How Fast Does the Earth Spin?
The Earth is like a big ball, and it spins so as to turn around once every 24 hours. This means the surface of the Earth is moving pretty fast. If you were in the United States, then you would be amazed to know that you are being whirled along right now at the rate of about eight hundred miles (1,280 km) an hour.
Since the Earth moves in one piece, a place on the equator will have to move faster to complete a turn in 24 hours. At the equator, the Earth is spinning about 1,000 miles (1,600 km) per hour, but a person standing at the North Pole would only be turned around once in 24 hours.
Earth is moving at a fixed rate, and we’re all moving along with it, and that’s why we don’t feel Earth’s spin. If Earth’s spin were suddenly to speed up or slow down, you would definitely feel it.
The constant spin of the Earth had our ancestors pretty confused about the true nature of the cosmos.

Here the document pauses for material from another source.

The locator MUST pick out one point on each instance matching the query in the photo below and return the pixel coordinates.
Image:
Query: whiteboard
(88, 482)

They noticed that the stars, and the sun and the moon, all appeared to move above the Earth. Because they couldn’t feel Earth move, they logically interpreted this observation to mean that Earth was stationary and “the heavens” moved above us.

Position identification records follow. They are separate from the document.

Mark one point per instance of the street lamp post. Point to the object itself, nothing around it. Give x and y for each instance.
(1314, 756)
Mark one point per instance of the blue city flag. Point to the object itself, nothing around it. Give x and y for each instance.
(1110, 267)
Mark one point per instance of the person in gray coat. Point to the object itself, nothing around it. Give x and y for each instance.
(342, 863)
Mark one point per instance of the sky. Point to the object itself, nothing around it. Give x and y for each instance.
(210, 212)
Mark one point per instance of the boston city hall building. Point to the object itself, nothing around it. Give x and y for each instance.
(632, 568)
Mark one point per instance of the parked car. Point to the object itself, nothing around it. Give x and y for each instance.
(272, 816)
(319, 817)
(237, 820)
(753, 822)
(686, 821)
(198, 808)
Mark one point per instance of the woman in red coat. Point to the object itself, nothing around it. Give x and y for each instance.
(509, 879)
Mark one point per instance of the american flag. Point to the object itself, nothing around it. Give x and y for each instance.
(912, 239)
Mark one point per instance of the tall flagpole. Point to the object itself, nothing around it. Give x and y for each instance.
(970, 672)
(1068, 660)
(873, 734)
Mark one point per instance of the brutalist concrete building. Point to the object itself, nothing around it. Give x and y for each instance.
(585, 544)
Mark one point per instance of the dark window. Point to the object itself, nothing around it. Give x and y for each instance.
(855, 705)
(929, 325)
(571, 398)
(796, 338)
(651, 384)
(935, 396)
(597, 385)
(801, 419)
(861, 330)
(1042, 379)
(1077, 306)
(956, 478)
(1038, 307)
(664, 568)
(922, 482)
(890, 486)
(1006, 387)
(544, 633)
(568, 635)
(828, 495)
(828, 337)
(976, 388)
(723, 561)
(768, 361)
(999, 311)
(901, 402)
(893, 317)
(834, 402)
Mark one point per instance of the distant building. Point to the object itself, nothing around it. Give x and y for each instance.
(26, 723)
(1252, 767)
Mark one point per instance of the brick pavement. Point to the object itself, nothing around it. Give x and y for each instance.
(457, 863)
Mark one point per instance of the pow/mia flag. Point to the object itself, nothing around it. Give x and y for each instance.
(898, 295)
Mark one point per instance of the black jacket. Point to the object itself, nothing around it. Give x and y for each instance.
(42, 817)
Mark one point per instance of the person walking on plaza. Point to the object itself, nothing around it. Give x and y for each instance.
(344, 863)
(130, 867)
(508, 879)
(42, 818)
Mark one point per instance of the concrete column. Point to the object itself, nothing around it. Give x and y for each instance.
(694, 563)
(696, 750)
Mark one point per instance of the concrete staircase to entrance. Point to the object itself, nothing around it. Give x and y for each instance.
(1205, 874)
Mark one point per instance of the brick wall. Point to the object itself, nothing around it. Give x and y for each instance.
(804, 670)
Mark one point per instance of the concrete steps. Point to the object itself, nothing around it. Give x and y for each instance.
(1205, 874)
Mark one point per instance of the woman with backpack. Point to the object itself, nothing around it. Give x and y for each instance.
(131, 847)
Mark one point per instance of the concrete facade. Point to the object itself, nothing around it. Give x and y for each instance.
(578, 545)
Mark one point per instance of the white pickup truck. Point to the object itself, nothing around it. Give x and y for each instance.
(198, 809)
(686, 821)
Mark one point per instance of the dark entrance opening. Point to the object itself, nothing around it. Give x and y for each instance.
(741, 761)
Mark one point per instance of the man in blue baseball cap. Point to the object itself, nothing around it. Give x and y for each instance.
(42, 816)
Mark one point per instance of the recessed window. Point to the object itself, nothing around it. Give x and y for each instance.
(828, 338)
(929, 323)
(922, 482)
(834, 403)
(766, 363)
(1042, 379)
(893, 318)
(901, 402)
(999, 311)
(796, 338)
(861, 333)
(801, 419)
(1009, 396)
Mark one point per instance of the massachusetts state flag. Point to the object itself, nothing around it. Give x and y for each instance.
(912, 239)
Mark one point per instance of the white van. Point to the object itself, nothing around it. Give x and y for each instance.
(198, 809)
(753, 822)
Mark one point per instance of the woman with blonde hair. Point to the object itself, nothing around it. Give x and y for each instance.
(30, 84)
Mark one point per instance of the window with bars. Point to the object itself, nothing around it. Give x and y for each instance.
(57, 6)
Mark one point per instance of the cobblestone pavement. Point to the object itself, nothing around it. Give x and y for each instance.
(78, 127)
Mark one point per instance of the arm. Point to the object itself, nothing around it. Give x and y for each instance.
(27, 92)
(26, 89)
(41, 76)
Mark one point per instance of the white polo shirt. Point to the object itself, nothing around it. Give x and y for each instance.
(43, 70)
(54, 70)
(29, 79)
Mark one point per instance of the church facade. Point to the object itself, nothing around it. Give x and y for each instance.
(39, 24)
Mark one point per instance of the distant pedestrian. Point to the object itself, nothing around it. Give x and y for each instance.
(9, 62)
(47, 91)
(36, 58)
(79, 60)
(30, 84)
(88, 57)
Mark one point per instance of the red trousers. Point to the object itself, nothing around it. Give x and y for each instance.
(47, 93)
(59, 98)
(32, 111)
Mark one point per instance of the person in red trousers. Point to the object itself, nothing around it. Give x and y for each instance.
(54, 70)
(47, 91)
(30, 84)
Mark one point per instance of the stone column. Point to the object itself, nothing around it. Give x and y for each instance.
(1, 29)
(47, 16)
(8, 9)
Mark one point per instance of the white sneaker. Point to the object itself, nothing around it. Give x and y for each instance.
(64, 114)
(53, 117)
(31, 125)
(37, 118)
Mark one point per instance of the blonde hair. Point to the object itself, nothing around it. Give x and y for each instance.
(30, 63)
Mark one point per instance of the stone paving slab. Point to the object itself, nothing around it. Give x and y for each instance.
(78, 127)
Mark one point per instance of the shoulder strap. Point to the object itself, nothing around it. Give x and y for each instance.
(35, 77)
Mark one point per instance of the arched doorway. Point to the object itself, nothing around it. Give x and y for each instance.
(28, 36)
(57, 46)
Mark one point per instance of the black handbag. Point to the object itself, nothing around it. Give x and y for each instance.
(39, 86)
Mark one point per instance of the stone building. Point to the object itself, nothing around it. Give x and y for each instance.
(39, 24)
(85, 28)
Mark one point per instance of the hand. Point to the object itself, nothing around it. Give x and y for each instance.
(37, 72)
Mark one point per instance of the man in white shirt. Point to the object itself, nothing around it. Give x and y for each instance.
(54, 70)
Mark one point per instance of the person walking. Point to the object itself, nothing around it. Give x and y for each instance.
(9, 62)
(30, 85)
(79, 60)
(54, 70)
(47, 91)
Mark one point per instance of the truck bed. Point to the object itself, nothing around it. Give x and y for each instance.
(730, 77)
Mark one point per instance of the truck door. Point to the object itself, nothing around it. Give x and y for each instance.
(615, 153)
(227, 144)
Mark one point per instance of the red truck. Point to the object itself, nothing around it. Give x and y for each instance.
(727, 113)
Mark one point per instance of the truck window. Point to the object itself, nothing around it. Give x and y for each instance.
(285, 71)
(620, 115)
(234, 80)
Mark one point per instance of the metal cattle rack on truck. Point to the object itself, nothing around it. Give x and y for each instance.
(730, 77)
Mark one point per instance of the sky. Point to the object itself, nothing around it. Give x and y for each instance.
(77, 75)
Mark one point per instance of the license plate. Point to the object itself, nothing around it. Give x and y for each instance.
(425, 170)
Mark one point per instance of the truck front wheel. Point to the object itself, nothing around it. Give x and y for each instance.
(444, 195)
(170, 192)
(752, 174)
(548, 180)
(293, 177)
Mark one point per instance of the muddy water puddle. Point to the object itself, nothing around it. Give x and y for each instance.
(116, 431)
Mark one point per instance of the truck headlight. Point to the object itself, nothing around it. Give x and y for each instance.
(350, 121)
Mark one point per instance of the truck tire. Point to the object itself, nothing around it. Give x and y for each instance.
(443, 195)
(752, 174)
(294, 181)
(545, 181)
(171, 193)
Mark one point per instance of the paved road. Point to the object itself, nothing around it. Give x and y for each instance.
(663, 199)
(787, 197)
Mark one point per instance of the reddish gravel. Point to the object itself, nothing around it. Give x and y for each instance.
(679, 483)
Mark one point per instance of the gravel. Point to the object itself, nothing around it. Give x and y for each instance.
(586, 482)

With the notable exception of the early Greek scientist Aristarchus, who first proposed a heliocentric (sun-centered) model of the universe hundreds of years Before Common Era, the world’s great thinkers upheld the geocentric (Earth-centered) idea of the cosmos for many centuries.
It wasn’t until the 16th Century that the heliocentric model of Copernicus began to be discussed and understood. While not without errors, Copernicus’ model eventually convinced the world that Earth spun on its axis beneath the stars, and also moved in orbit around the sun.